Since 1997, the band has collaborated with Pagan Records. By 2005, Profanum released six works that received critical acclaim, but the band does not perform live due to high organizational costs. The band has been featured in publications such as Metal Hammer, Thrash'em All, Mystic Art, and 7 Gates. Since 2005, there have been no reports of the band's activities.

== History ==
Profanum was formed in 1993 in Zielona Góra by musicians known as Geryon (music, lyrics), Vlad Ysengrimm (vocals, lyrics), and Lord Reyash (bass guitar, vocals). In 1994, the band self-released their first demo, Under the Black Wings of Emperor, inspired by bands such as Mystifier, Rotting Christ, Varathron, and Massacre. In 1996, the Kielce-based label Astral Wings Records released Profanum's debut album, Flowers of Our Black Misanthropy.
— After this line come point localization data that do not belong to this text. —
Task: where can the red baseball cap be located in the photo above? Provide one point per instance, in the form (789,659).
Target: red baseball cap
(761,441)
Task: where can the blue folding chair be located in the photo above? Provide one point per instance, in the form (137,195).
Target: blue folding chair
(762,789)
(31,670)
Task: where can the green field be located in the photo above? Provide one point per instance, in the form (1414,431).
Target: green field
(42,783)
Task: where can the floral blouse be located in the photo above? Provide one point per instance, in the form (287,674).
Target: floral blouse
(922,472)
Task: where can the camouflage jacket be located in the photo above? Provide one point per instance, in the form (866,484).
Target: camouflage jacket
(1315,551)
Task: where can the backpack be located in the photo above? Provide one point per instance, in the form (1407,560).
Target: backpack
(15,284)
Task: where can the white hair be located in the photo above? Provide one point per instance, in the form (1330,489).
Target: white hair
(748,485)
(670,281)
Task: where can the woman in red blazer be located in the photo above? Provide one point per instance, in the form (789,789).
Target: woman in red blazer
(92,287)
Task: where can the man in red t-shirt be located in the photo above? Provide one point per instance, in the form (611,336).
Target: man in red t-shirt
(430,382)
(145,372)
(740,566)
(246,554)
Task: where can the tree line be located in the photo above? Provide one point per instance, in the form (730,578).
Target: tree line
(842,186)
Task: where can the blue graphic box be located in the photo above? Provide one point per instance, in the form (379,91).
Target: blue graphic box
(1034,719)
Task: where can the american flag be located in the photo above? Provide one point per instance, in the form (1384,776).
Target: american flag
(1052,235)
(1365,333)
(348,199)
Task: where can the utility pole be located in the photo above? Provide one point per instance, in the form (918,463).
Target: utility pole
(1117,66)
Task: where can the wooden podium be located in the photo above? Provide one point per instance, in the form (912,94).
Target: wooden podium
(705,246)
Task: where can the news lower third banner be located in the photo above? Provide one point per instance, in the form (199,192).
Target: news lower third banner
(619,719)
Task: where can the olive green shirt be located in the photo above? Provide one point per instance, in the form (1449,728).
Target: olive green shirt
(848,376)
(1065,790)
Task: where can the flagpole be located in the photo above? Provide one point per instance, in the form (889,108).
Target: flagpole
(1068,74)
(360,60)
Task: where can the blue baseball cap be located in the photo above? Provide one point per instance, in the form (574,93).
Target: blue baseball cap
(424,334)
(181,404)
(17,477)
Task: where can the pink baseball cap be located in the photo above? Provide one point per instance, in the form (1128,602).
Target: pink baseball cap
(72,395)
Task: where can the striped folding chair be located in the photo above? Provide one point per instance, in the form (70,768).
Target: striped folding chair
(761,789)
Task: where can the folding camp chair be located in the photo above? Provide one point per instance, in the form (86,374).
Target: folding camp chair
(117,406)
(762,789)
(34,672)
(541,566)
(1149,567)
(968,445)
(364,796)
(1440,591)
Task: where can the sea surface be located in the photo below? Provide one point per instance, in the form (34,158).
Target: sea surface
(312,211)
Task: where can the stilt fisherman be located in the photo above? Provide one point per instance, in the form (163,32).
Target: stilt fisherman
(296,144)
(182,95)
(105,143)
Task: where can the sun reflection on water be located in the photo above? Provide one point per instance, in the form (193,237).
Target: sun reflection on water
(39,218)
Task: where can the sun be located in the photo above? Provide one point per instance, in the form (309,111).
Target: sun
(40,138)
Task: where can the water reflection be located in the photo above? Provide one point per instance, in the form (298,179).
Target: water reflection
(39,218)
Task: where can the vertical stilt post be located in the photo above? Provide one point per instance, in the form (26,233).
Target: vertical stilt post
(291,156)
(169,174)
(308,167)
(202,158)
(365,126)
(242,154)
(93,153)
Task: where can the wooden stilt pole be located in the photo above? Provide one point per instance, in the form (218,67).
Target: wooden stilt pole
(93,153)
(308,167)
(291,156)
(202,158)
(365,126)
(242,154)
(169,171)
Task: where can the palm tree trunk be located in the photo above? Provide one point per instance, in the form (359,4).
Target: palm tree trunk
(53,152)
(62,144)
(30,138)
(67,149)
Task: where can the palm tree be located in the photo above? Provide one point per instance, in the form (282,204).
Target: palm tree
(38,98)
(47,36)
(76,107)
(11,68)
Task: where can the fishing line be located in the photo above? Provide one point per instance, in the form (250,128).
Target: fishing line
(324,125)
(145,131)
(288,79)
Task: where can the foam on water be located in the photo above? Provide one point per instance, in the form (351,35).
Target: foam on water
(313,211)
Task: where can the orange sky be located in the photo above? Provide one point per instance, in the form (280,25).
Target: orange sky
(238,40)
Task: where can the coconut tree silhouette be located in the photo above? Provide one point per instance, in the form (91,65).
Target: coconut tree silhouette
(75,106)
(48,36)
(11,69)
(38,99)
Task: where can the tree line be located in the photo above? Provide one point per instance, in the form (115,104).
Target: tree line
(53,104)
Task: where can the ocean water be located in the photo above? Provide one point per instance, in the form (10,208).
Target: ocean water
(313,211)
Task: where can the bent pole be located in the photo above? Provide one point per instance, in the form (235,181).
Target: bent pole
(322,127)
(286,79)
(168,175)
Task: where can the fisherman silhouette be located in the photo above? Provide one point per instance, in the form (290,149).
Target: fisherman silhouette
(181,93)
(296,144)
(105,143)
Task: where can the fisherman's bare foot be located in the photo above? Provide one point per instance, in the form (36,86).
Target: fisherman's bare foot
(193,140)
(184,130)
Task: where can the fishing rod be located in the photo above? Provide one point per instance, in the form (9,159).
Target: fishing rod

In February 1997, Pagan Records released the band's second album, Profanum Aeternum: Eminence of Satanic Imperial Art, which marked a stylistic shift, recorded without guitars. The album received positive reviews, earning 11/12 points in Thrash'em All. Shortly after, the band suspended activities. In 2000, without bassist Lord Reyash, Profanum resumed work and began recording Musaeum Esotericum, released in 2001 by Pagan Records. The album featured two extended suites, with the lyrics for Atri Misanthropiae Floris written before the second album.

In 2002, due to the sold-out limited run of Flowers of Our Black Misanthropy and at the urging of Pagan Records' owner Tomasz Krajewski, the album was reissued as Misantropiae Floris. The reissue included a new track, Overture: The Enigmatic House of Sir Knott, an unreleased piece's opening section. A guest musician, Czarny, played piano on the recording. According to a 2002 interview with Geryon in Metal Hammer, the band's activities were limited to releasing recordings.

In 2003, Profanum composed and produced music for the psychedelic film Intelekt Kollapse, directed by Jacek "Katos" Katarzyński and Geryon. The film featured Roman Garbowski and eLL, the vocalist of Sui Generis Umbra. It premiered at Zielona Góra's Newa Cinema on 9 and 18 March 2004. That year, the film won a special award and a nomination for "Best Cinematography" at the Tofifest International Film Festival in Toruń. In 2005, Pagan Records released the film on DVD, including three Profanum audio tracks: Theme 1: Transformation, Theme 2: Kollapse, and Theme 3: Objekts & Komedown.

== Music and lyrics ==
Profanum's work explores themes such as misanthropy, nihilism, satanism, postmodernism, and structuralism. Geryon has cited influences including bands like Mystifier, Rotting Christ, Varathron, and Massacre, as well as writers and philosophers such as Samuel Beckett, John Milton, Immanuel Kant, Friedrich Nietzsche, Max Stirner, Marquis de Sade, Jean-Paul Sartre, Søren Kierkegaard, and Stanisław Ignacy Witkiewicz.

In its later years, the band's interest in classical music (Igor Stravinsky, Sergei Prokofiev, Modest Mussorgsky) and avant-garde acts (Das Ich, Laibach, Shinjuku Thief, Devil Doll, Einstürzende Neubauten) led to a shift in sound, eliminating bass and electric guitars in favor of ambient styles.

The lyrics of the debut album Flowers of Our Black Misanthropy were written in English. On the second album, Profanum Aeternum: Eminence of Satanic Imperial Art, the tracks The Descent Into Medieval Darkness and Journey Into The Nothingness were sung in Polish despite their English titles. For Musaeum Esotericum, the band used Latin lyrics with Polish fragments. The album's booklet included a Greek quote.

== Artwork ==
The band's album artwork is minimalist, using a black-and-white color scheme with the band's logo, featuring an integrated Cross of Saint Peter, prominent on the last three albums' covers. The artwork was created by Tomasz Krajewski, also the publisher for Pagan Records. Photoshoots of the band were conducted by Eliza, a vocalist of Sui Generis Umbra.